Several weeks after the end of the American elections, a recount in Minnesota has the former Saturday Night Live comedian Al Franken a handful of votes away from winning a Senate seat that would keep alive the Democrats’ hopes of having a filibuster proof majority in the upper house. Each stage of the recount has been closely followed by the usual suspects − lawyers, journalists and bloggers – and the process has rekindled all the old debates about the value of each ballot. The incumbent senator, Norm Coleman, initially had a lead of 725 votes but this soon dropped to 206 and has since fallen to fewer than a hundred. Whether or not Franken finally prevails is almost beside the point; what really matters is that the state of Minnesota has shown that it can recount nearly 3 million votes in a reasonably timely, transparent and equitable manner.
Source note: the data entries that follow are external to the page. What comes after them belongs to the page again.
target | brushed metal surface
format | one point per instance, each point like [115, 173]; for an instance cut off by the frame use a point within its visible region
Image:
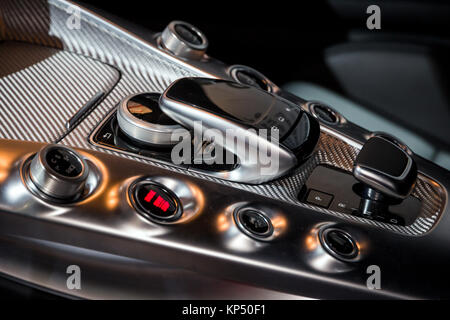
[144, 68]
[41, 88]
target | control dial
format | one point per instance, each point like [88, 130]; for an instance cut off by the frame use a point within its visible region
[141, 119]
[59, 172]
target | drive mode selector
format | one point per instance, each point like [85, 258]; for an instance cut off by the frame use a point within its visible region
[141, 119]
[59, 172]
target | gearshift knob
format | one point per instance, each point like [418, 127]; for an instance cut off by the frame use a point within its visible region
[385, 167]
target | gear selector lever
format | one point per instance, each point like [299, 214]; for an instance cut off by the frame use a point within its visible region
[387, 174]
[222, 107]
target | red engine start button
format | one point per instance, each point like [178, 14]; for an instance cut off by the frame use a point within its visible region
[156, 201]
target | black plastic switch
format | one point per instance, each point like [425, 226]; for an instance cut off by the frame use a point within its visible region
[318, 198]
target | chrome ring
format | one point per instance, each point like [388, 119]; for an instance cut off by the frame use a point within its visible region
[143, 131]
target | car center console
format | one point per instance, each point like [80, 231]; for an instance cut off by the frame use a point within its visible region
[108, 196]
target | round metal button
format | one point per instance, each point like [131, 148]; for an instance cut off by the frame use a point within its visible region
[254, 223]
[339, 244]
[184, 40]
[59, 172]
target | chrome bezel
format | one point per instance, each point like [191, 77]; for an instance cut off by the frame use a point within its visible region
[234, 69]
[143, 131]
[171, 41]
[256, 235]
[312, 109]
[351, 257]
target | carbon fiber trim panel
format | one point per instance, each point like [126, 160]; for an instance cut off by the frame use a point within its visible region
[42, 88]
[144, 68]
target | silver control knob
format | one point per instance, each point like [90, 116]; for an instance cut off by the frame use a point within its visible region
[59, 172]
[184, 40]
[141, 119]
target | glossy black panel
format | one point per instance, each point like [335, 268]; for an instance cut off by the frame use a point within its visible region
[240, 103]
[338, 190]
[383, 156]
[146, 107]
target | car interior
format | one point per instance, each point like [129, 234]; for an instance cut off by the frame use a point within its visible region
[223, 151]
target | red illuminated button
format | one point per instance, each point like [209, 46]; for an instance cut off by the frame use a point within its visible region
[156, 201]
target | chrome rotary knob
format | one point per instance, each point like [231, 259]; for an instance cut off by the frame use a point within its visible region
[141, 119]
[59, 172]
[184, 40]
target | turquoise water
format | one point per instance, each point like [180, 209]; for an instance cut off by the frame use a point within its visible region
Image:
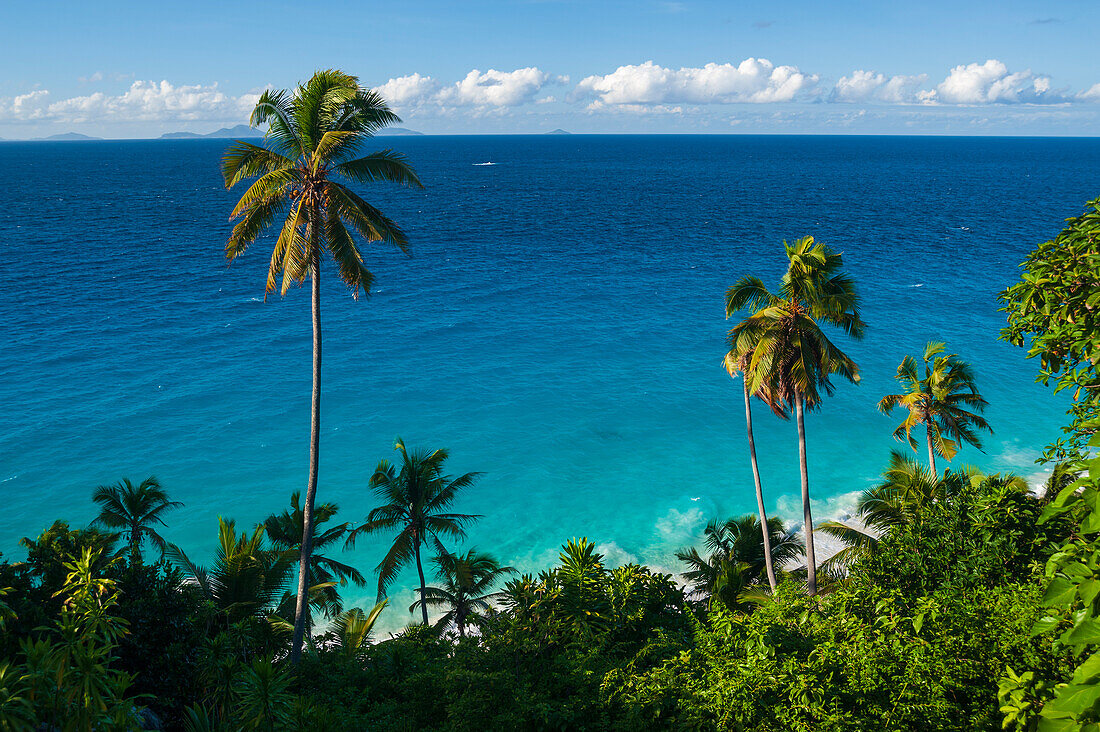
[559, 327]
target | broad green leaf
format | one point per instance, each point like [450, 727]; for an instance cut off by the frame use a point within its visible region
[1059, 592]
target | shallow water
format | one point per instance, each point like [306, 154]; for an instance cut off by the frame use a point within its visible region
[559, 327]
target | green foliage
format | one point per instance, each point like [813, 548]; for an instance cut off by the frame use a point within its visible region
[735, 558]
[465, 592]
[1073, 603]
[793, 358]
[67, 679]
[326, 574]
[315, 135]
[1053, 310]
[167, 621]
[135, 510]
[416, 500]
[939, 401]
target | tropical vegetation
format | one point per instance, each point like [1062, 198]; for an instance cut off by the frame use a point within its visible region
[961, 600]
[315, 139]
[938, 401]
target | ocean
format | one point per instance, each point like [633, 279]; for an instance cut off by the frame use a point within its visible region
[558, 326]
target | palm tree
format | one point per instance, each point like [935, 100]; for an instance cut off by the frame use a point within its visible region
[352, 629]
[738, 362]
[315, 135]
[134, 510]
[246, 578]
[937, 401]
[466, 580]
[285, 531]
[908, 488]
[792, 358]
[736, 546]
[416, 499]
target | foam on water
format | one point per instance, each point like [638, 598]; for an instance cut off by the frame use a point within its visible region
[559, 326]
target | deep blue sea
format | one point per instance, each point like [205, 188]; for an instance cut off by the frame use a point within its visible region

Myanmar is the opposite of Minnesota. Almost twenty years after its military rulers suspended the results of an election that should have brought Aung San Suu Kyi to power, the junta is busily preparing itself for “democratic” elections in 2010. Unaccustomed to the exchange of free opinions, yet confident that they can legitimise their government with the semblance of a fair election, the generals have set about tidying the political landscape ahead of the polls. Mostly this has meant sending opponents to jail. More than 100 activists from last year’s pro-democracy demonstrations have been given long prison sentences on a variety of trumped up charges. Zargana, a comedian who has been called the Charlie Chaplin of Myanmar, was recently given a 45-year prison sentence for criticising the government’s mishandling of the relief efforts after Cyclone Nargis; former leaders of the 1988 student revolution have been sent to jail for decades, and so have the monks who led the “Saffron Revolution.” Human rights groups all over the world have successfully raised the public’s awareness of the issue, but until the US and Europe – and, more importantly Myanmar’s neighbours: China, India and Thailand – put their thumb on the scales, there is no real likelihood of political change.
After the invasion of Iraq, there has been an understandable scepticism in the international community about ambitious plans for nation-building and democratisation. Chastened by the experience of bringing democratic institutions to a population with deep ethnic and religious divisions, US foreign policy looks set to return to its pre-Bush ‘realism’ under President Obama. During the next few years the US State Department is likely to engage in far more rhetoric than intervention. That is a mixed blessing. For although the imperial vision of Bush’s neocons has proved a huge setback in the Middle East and elsewhere, its failings should not be allowed to overshadow the usefulness and modernity of open democratic societies. If they do nothing else, functioning democracies teach the invaluable lesson that while senators and presidents may come and go the overall system − with all its imperfections – is serviceable and ought to remain. America itself may be the best illustration of this argument. In the two presidential elections before Obama’s victory, deeply controversial results failed to shake the common voter’s belief that by and large the system still works. Such optimism is barely imaginable in much of Asia, Africa and the Middle East.